Deploying Rails project to Heroku

First of all, set up the Heroku Toolbelt. It is required for all the communications with the server.

The first step of communication with the Heroku servers is logging in. Just run heroku login and provide your credentials when asked.

Then, you need to create your application or go to the folder where it is located and tune it a bit. Tuning is divided into the following steps:

  • tuning the Gemfile to include the required gems
  • fixing the database.yml configurations
  • setting the server to handle static assets correctly

But let’s create out application on the Heroku servers first: heroku create [app_name]. If application name is not provided directly - it will be generated automatically.

Now, our application needs two gems to be included for the production gems’ group:

group :production do
    gem 'pg'
    gem 'rails_12factor'
    gem 'puma'
end

The third gem is used as a webserver instead of WebRick, which is default (puma is much, much faster!). The second one is required by Heroku. And the first one is used for PostgreSQL connectivity. If you do not wish to use database - skip it and a few next paragraphs.

Then, let’s add the database support for our application. It’s done simply, running

heroku addons:add heroku-postgresql:hobby-dev

Note: Heroku does not support sqlite since some times. This means you are forced to use either PostgreSQL or no database at all (yes, it’s possible! Yet, it works for simple or static web applications only…). You may want to change this if you would pay for your account. But this tutorial covers only free side of the Heroku deployment.

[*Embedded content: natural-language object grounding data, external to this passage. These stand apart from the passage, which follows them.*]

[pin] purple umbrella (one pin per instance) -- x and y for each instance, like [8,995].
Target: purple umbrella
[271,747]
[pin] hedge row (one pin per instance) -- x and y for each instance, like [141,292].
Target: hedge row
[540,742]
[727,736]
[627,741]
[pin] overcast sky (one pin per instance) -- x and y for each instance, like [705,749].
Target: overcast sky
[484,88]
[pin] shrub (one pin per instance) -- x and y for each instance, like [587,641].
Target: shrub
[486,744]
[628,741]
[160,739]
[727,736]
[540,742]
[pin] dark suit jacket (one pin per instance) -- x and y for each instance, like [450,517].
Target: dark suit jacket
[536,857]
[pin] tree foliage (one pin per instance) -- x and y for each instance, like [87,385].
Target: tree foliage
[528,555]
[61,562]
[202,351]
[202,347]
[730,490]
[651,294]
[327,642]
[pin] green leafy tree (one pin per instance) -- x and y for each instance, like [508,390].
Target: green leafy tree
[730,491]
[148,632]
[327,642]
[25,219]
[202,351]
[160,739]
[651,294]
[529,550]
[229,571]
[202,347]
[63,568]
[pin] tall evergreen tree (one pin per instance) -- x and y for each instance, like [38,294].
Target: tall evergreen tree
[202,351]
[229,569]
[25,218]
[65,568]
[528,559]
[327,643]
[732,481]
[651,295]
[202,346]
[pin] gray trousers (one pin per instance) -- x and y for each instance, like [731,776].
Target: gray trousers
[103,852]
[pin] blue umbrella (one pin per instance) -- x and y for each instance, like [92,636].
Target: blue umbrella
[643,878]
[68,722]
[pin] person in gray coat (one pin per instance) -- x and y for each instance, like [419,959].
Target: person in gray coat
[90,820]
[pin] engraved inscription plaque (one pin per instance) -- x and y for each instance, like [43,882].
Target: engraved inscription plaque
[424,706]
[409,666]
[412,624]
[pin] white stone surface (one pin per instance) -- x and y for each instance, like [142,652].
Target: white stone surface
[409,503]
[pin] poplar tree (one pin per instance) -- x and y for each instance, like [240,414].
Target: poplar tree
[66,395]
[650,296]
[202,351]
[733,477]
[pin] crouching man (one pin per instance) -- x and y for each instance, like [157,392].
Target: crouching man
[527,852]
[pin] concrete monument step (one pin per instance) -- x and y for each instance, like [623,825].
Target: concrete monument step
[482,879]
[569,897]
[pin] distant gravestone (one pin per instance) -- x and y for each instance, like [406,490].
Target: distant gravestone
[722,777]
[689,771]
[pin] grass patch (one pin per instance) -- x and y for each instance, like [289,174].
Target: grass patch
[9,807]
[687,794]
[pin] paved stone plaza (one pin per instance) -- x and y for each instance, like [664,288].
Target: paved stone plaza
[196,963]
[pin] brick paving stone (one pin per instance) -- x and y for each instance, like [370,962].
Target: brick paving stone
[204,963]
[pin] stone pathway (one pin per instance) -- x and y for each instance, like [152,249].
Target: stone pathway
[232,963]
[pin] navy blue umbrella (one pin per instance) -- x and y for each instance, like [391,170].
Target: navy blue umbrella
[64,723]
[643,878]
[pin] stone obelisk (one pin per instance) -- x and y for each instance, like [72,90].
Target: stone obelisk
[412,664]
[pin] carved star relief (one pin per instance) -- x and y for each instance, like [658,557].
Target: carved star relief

Now, there are two ways to set database connection options in Rails:

  1. set them directly at config/database.yml file
  2. set the environment variable DATABASE_URL

We will cover both cases. For the first one, you will need this section within your database.yml file:

production:
    adapter: postgresql
    encoding: unicode
    pool: 5
    url: URL_GOES_HERE

I will show how to get the <URL_GOES_HERE> value in a second. Just keep in mind to replace it with the correct value.

The second option, the environment variable, is set via the Heroku Toolbelt (did I tell you, it is used for almost every deploy operation you will perform?).

First you take the database URL from Heroku server:

heroku config | grep HEROKU_POSTGRESQL

Then, you copy the value you got (it starts with postgres://) and run the following:

heroku config:set DATABASE_URL=URL_GOES_HERE

Now let’s set our application to serve static assets. It is handy, because it is the easiest way to send images, stylesheets and javascripts to clients. Go to the config/environments/production.rb and change both config.serve_static_assets and config.assets.compile to true.

But beware: if your app/assets files directory contains files of other extensions than Rails’ Sprockets understands - Rails (and Heroku, particularly) will try to precompile them. And that may cause many troubles. You are recommended either to “teach” Sprockets to skip or precompile those files, or you should exclude them from project before deploying to Heroku.

And the last two steps separate us from our goal: first, you should push your project to Heroku’ Git repository, it created for you with the application (You do not use Git yet?! How dare you?!..).

Now, if you use database, run migrations with heroku run rake db:migrate.

And, finally, see your application running in the browser: heroku open.

Note: if you are using some assets from the outer web (GoogleFonts, for example) and are seeing your website through the https protocol, you should replace all those assets’ URL protocols with https too.